Explaining the lingering popularity of the uncomfortable skinny pants that have long enjoyed the limelight (Styles, like many singers and artists, popularised them during his days as a member of the boy band One Direction), Shah says: “The skinnies rose to popularity in the late 2000s. The whole East London boys look had a lot more to do with current fashion with the use of spandex than your standard trousers, which had more room.”
Celebrity stylist Eka Lakhani, who has styled stars such as Sidharth Malhotra and Ranveer Singh, reiterates the point. “Trousers in general were originally made to fit loose and relaxed. It’s only much later that adaptations were made for them to fit skinny or tapered. We saw a lot of wide-legged and even boot-cuts in the 1980s,” she says. “And now the baggy, oversized or even wide-legged trousers have made a comeback.” So great is the interest in comfortable pants that brands like Levi’s have launched a collection dedicated just to baggy fits.
Beyond the comfort, what works in their favour is that they are easy to style. Team a pair with a tank top (as seen at Valentino’s grand Couture Week presentation) and it adds the perfect definition to the top half. Wear it under a long shirt and you have a great outfit for a relaxed lunch date, or a long day at work. “Mid-rise wide trousers are very comfortable to wear for different body types compared to very low ones,” says Shah.
“Very wide trousers still don’t work for all workplaces though, you can’t look like you are trying too hard, it might be on trend but doesn’t necessarily work for all work settings, unless you are an American music composer who can wear bright wide pants to work.
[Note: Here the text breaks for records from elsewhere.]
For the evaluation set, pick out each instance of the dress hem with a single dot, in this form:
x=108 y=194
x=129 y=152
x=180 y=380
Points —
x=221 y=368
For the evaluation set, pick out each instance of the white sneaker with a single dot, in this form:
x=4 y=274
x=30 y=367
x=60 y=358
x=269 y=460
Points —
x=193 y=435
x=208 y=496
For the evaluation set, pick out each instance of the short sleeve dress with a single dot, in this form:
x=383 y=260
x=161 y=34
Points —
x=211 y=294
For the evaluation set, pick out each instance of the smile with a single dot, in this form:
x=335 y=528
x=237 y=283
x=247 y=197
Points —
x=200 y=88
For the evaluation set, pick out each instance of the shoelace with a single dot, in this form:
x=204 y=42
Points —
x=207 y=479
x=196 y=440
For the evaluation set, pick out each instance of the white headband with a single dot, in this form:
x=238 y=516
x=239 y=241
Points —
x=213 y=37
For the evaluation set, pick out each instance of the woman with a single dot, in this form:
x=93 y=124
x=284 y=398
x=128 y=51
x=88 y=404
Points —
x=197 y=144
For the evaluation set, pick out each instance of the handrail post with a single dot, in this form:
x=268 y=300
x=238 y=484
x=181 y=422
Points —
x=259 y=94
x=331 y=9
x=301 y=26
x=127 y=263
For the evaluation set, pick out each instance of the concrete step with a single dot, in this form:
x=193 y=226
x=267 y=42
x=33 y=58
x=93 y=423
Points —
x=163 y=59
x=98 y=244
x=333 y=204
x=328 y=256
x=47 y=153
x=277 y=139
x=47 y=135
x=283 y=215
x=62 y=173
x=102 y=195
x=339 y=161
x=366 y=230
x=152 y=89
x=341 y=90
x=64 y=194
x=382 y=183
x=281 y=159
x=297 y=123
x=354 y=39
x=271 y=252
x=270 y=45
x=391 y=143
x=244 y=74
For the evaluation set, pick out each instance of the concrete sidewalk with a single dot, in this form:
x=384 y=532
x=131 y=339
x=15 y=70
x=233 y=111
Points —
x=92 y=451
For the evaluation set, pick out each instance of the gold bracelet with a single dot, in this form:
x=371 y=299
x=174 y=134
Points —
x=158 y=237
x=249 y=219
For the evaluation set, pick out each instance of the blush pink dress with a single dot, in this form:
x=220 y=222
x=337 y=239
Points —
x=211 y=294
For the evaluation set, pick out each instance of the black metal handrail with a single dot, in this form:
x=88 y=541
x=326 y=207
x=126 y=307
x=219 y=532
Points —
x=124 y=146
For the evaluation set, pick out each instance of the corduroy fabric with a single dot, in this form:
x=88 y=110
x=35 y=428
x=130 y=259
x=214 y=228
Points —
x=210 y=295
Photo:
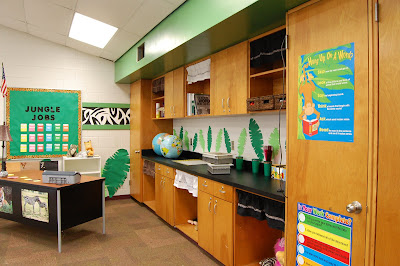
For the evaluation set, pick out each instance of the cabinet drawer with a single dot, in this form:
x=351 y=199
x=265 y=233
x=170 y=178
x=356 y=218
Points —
x=169 y=172
x=223 y=191
x=159 y=169
x=206 y=185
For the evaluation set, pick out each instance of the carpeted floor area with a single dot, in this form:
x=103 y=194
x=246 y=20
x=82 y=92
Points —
x=134 y=236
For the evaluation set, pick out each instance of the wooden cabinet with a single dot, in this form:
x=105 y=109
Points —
x=215 y=217
x=142 y=131
x=229 y=79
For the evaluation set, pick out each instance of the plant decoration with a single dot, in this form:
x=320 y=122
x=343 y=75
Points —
x=274 y=142
x=186 y=140
x=181 y=133
x=242 y=142
x=115 y=171
x=256 y=139
x=209 y=138
x=194 y=141
x=227 y=141
x=218 y=141
x=201 y=139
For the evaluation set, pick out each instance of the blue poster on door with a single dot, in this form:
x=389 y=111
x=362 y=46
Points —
x=326 y=95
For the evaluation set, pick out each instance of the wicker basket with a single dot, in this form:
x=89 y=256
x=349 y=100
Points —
x=278 y=99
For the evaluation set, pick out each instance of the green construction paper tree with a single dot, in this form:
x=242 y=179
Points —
x=256 y=138
x=115 y=170
x=242 y=142
x=218 y=141
x=227 y=141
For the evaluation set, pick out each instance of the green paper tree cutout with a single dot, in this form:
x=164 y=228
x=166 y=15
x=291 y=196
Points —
x=209 y=138
x=274 y=141
x=195 y=141
x=201 y=139
x=242 y=142
x=181 y=133
x=186 y=140
x=227 y=141
x=218 y=141
x=256 y=138
x=115 y=171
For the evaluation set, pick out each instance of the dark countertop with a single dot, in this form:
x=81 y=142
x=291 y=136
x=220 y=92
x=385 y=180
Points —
x=245 y=179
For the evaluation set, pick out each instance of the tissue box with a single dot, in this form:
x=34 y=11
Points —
x=278 y=172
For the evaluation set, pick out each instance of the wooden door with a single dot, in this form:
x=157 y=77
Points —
x=223 y=231
x=388 y=214
x=169 y=94
x=135 y=130
x=327 y=174
x=205 y=218
x=179 y=93
x=169 y=200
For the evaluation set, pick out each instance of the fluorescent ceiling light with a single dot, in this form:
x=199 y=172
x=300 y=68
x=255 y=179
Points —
x=91 y=31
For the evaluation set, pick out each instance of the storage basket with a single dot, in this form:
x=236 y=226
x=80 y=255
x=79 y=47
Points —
x=218 y=158
x=278 y=99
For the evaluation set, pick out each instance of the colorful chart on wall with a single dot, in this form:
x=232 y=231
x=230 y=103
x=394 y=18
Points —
x=43 y=123
x=323 y=237
x=35 y=204
x=326 y=95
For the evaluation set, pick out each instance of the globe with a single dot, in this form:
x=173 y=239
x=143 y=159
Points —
x=171 y=147
x=157 y=141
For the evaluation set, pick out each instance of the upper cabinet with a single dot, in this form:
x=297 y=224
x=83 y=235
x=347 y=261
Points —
x=229 y=80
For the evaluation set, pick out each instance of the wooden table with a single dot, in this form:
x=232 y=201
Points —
x=67 y=205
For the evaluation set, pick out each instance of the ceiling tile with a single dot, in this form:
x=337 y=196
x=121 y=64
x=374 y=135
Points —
x=150 y=13
x=13 y=9
x=13 y=23
x=121 y=42
x=115 y=13
x=50 y=36
x=48 y=16
x=83 y=47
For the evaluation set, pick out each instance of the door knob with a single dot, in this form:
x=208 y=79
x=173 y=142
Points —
x=354 y=207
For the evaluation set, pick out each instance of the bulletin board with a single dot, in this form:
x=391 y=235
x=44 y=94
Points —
x=43 y=122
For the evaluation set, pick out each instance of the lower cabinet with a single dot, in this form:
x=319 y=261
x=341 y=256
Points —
x=215 y=217
x=164 y=194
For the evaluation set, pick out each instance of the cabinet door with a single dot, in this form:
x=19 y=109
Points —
x=205 y=216
x=179 y=93
x=223 y=231
x=169 y=94
x=229 y=80
x=169 y=200
x=159 y=195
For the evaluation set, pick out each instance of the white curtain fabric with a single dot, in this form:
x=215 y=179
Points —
x=186 y=181
x=199 y=71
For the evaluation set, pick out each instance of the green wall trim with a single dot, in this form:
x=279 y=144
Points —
x=105 y=127
x=110 y=105
x=199 y=28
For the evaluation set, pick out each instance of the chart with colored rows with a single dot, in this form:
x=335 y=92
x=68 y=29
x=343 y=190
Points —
x=44 y=137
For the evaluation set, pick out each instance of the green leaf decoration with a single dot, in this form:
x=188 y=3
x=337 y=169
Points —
x=195 y=141
x=256 y=138
x=242 y=142
x=181 y=133
x=274 y=141
x=115 y=170
x=202 y=142
x=209 y=138
x=186 y=140
x=227 y=141
x=218 y=141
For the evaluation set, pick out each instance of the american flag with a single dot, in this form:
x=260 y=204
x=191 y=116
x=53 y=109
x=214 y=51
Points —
x=3 y=83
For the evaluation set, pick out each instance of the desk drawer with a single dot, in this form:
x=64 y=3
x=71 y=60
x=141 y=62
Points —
x=206 y=185
x=223 y=191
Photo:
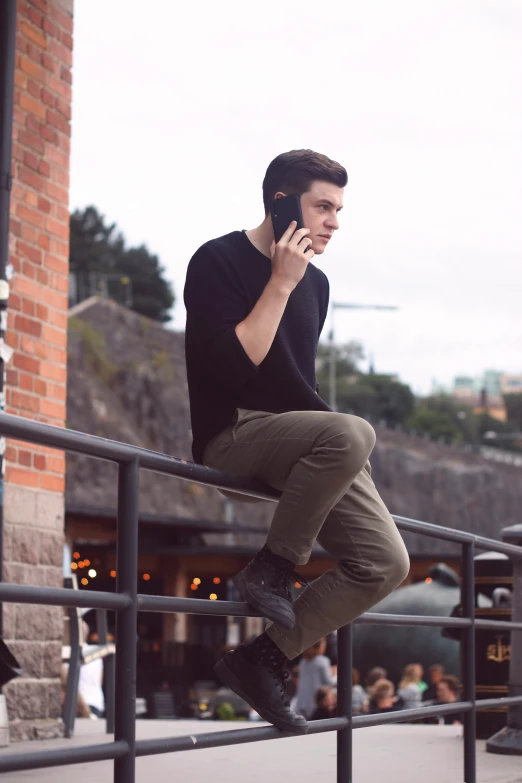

I quite like how Harry Styles wears it often, and also how these pants were styled at the JACQUEMUS and Marni shows,” Shah adds.
The styling trick
At home, actor Ranveer Singh has often been seen in baggy, wide and flared fits on both casual and formal occasions. “We did a lot of high-waist baggy pants, boot-cuts and 1970s flared bottoms with formal shirts, jackets and blazers and even corduroys for Ranveer all through the 83 promotions. It gave him a cool, edgy look. With Karan (Johar, the film-maker), I have done a lot of oversized-on-oversized. So oversized jackets with pants, oversized T-shirts with wide trousers, and stitched blazers with cargos. Depending on how casual or formal your look, this can work with both body types by changing your footwear,” says Lakhani.
Shah says you could also try ankle-length, Japanese-style wide pants that can be worn with sneakers and a T-shirt. Or longer, wide pants with workwear shoes.
“When it comes to fits, shoes are really underrated, the length of your pants and the shoes you choose have to be in sync. Use footwear wisely and dress according to your body and not because something is on trend. With a wide silhouette, the pants have to be well-made,” says Shah. “And don’t drown completely in baggy fits, identify your slimming zone. It could be an open neck, wrist, torso or arms with a muscle tee that could make the look flattering.”